On average, cell phones are used for less than 18 months and computers are used for some 3 years before being replaced. But very few end up getting recycled, in part because there’s little awareness on the subject, part lack of facilities. Not to mention how prohibitively expensive it can be to extract the toxic semiconductors that makeup the devices, like gallium arsenide (GaAs). So, most electronics end up in the landfill, polluting the environment and expanding demand for further landfill space.
Wood is plentiful and biodegradable, so why not chop some good ol’ chips? Trust me, I was as skeptical as you at this point until I read the paper (Nature). According to the researchers at UW, the active region of a typical computer chip is only a thin layer atop a bulk support which consists of more than 99% of the semiconductor material. This huge bottom layer relative to the top layer is basically used only to carry non-active components. As such, it can be replaced with just about any material, in this case a favorable biodegradable one, granted chip operation isn’t affected.

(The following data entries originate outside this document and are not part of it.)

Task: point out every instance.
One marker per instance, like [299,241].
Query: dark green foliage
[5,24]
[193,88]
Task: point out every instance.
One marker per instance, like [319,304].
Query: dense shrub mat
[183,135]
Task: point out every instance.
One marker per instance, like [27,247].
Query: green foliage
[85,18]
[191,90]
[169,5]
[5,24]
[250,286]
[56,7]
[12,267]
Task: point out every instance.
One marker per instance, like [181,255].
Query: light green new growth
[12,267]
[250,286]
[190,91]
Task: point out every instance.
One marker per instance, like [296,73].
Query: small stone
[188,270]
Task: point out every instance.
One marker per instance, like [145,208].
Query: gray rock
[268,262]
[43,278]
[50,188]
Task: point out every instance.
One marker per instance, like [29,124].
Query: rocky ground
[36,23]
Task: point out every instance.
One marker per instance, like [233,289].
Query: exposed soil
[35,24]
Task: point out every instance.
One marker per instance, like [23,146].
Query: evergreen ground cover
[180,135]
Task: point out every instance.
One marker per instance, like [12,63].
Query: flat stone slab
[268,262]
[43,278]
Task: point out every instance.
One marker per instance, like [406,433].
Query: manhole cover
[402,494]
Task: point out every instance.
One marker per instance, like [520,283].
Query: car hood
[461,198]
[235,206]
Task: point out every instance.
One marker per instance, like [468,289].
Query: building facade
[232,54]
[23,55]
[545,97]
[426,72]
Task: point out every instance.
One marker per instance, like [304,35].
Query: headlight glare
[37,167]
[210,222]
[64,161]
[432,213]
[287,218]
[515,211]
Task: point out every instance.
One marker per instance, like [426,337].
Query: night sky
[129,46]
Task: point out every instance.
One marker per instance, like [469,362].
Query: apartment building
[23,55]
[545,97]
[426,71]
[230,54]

“The majority of material in a chip is support. We only use less than a couple of micrometers for everything else,” says UW-Madison electrical and computer engineering professor Zhenqiang “Jack” Ma. “Now the chips are so safe you can put them in the forest and fungus will degrade it. They become as safe as fertilizer.”

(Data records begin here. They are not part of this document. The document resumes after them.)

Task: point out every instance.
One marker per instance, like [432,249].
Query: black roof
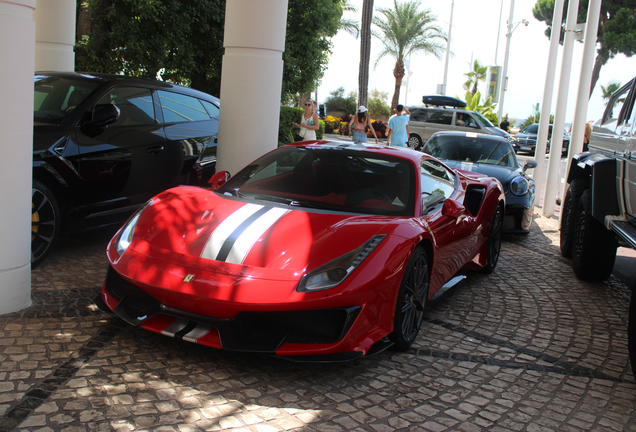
[123,79]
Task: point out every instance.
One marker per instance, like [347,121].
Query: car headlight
[333,273]
[124,238]
[519,186]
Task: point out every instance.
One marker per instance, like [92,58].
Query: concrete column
[55,35]
[251,81]
[546,103]
[583,95]
[556,144]
[17,42]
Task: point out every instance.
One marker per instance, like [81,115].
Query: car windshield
[471,149]
[55,97]
[483,119]
[329,178]
[532,129]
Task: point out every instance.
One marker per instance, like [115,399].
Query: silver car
[425,121]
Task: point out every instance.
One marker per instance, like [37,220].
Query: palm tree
[350,26]
[365,53]
[475,76]
[609,91]
[406,30]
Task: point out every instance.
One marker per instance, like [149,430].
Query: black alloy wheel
[411,300]
[415,142]
[568,214]
[45,223]
[494,241]
[593,246]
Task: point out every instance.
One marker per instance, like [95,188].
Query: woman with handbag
[308,123]
[362,123]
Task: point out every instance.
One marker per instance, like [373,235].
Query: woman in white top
[309,123]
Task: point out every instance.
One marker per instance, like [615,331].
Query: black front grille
[134,302]
[309,326]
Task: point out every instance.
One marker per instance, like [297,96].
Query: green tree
[477,74]
[337,101]
[609,91]
[406,30]
[365,52]
[182,41]
[616,33]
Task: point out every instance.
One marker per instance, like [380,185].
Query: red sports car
[319,250]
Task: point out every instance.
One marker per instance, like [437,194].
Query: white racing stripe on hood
[244,243]
[232,240]
[226,228]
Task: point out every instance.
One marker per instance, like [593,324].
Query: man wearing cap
[362,122]
[398,127]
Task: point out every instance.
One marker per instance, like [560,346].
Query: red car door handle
[155,149]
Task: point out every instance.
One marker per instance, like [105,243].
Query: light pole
[442,90]
[504,76]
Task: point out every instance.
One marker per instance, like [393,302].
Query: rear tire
[45,223]
[568,214]
[631,331]
[415,142]
[411,300]
[593,246]
[494,241]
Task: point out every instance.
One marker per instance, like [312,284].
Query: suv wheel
[415,142]
[593,247]
[45,223]
[568,214]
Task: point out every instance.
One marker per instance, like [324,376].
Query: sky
[474,37]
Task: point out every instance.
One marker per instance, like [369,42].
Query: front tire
[45,223]
[411,300]
[415,142]
[494,241]
[568,215]
[593,246]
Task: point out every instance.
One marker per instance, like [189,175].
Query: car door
[628,135]
[191,129]
[606,134]
[123,164]
[438,120]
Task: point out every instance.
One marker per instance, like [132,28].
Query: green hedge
[287,132]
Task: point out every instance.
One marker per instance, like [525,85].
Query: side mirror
[452,208]
[103,115]
[219,179]
[529,165]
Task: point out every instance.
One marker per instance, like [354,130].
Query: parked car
[427,119]
[326,249]
[526,140]
[493,156]
[104,144]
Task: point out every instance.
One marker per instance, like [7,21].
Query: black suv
[104,144]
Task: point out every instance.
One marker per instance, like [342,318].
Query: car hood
[501,173]
[199,227]
[526,136]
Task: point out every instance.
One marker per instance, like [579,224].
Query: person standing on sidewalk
[362,123]
[398,127]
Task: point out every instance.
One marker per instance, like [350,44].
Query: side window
[438,183]
[613,111]
[418,114]
[178,108]
[213,110]
[440,117]
[135,106]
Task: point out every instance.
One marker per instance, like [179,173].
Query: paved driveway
[529,347]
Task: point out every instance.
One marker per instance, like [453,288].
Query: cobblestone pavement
[528,348]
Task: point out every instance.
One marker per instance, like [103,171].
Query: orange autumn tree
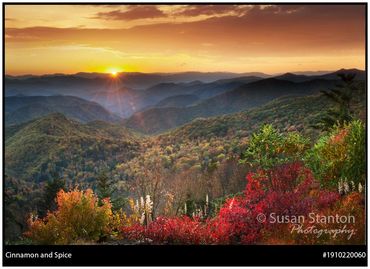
[78,217]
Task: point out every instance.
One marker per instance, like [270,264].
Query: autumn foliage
[78,218]
[289,189]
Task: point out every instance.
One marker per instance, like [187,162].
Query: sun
[113,71]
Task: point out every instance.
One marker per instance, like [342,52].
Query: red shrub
[288,190]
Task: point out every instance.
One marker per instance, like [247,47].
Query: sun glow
[114,72]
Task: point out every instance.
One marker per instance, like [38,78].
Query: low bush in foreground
[78,218]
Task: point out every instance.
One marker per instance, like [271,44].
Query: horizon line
[181,72]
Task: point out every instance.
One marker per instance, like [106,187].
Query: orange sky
[43,39]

How about that – electronic fertilizer. You definitely don’t hear that every day. Naturally though the researchers didn’t build a chip atop of a wooden plank. First, the researchers had to breach two key barriers when dealing with wood-derived materials in an electronics setting: surface smoothness and thermal expansion. In the end, they found an elegant solution by coating the CNF layers with a special solution.

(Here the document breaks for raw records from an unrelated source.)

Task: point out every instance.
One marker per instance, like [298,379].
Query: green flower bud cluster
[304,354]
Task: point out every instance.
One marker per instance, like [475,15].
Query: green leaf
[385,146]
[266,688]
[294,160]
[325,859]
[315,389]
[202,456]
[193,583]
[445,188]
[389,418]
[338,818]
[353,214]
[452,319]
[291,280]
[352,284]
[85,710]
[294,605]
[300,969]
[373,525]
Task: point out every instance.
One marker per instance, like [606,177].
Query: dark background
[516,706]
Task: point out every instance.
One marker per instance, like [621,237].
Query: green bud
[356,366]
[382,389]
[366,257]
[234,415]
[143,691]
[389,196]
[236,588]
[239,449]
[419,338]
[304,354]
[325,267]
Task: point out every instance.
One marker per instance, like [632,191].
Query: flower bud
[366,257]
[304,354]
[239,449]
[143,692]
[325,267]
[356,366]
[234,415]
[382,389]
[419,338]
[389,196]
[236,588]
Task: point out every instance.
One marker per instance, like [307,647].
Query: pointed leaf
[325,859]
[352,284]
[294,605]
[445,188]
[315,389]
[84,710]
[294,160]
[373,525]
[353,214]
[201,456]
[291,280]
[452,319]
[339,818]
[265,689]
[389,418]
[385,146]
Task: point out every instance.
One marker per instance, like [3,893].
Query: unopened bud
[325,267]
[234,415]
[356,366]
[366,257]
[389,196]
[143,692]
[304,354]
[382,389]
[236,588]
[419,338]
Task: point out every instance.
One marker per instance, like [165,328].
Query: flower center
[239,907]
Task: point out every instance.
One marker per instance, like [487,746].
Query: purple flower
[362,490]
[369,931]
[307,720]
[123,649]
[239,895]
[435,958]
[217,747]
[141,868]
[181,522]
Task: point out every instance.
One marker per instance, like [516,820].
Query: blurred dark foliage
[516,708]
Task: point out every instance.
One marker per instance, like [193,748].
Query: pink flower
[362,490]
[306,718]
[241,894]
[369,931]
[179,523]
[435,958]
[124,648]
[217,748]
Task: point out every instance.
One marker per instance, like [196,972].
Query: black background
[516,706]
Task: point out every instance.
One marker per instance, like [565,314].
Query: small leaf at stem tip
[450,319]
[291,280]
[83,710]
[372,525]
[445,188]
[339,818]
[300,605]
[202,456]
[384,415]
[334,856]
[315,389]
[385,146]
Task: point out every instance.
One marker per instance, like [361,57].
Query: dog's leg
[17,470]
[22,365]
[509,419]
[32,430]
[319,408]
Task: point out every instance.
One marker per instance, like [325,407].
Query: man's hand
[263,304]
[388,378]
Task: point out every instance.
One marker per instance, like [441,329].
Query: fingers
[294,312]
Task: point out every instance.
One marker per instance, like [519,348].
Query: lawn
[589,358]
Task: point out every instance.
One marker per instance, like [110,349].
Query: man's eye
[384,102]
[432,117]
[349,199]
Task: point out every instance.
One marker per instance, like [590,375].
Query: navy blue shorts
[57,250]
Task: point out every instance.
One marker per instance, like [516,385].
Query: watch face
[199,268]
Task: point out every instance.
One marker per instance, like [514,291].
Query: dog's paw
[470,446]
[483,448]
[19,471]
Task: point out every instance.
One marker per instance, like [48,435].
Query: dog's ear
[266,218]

“You don’t want it to expand or shrink too much. Wood is a natural hydroscopic material and could attract moisture from the air and expand,” Zhiyong Cai, project leader for an engineering composite science research group at FPL. “With an epoxy coating on the surface of the CNF, we solved both the surface smoothness and the moisture barrier.”
With over a decade of experience working with CNF, the researchers are confident in their design. They say it can also be easily adapted to current manufacturing technology.
“The advantage of CNF over other polymers is that it’s a bio-based material and most other polymers are petroleum-based polymers. Bio-based materials are sustainable, bio-compatible and biodegradable,” Gong says. “And, compared to other polymers, CNF actually has a relatively low thermal expansion coefficient.”
Yei Hwan Jung, a graduate student in electrical and computer engineering and a co-author of the paper, says the new process greatly reduces the use of such expensive and potentially toxic material.
“I’ve made 1,500 gallium arsenide transistors in a 5-by-6 millimeter chip. Typically for a microwave chip that size, there are only eight to 40 transistors. The rest of the area is just wasted,” he says. “We take our design and put it on CNF using deterministic assembly technique, then we can put it wherever we want and make a completely functional circuit with performance comparable to existing chips.”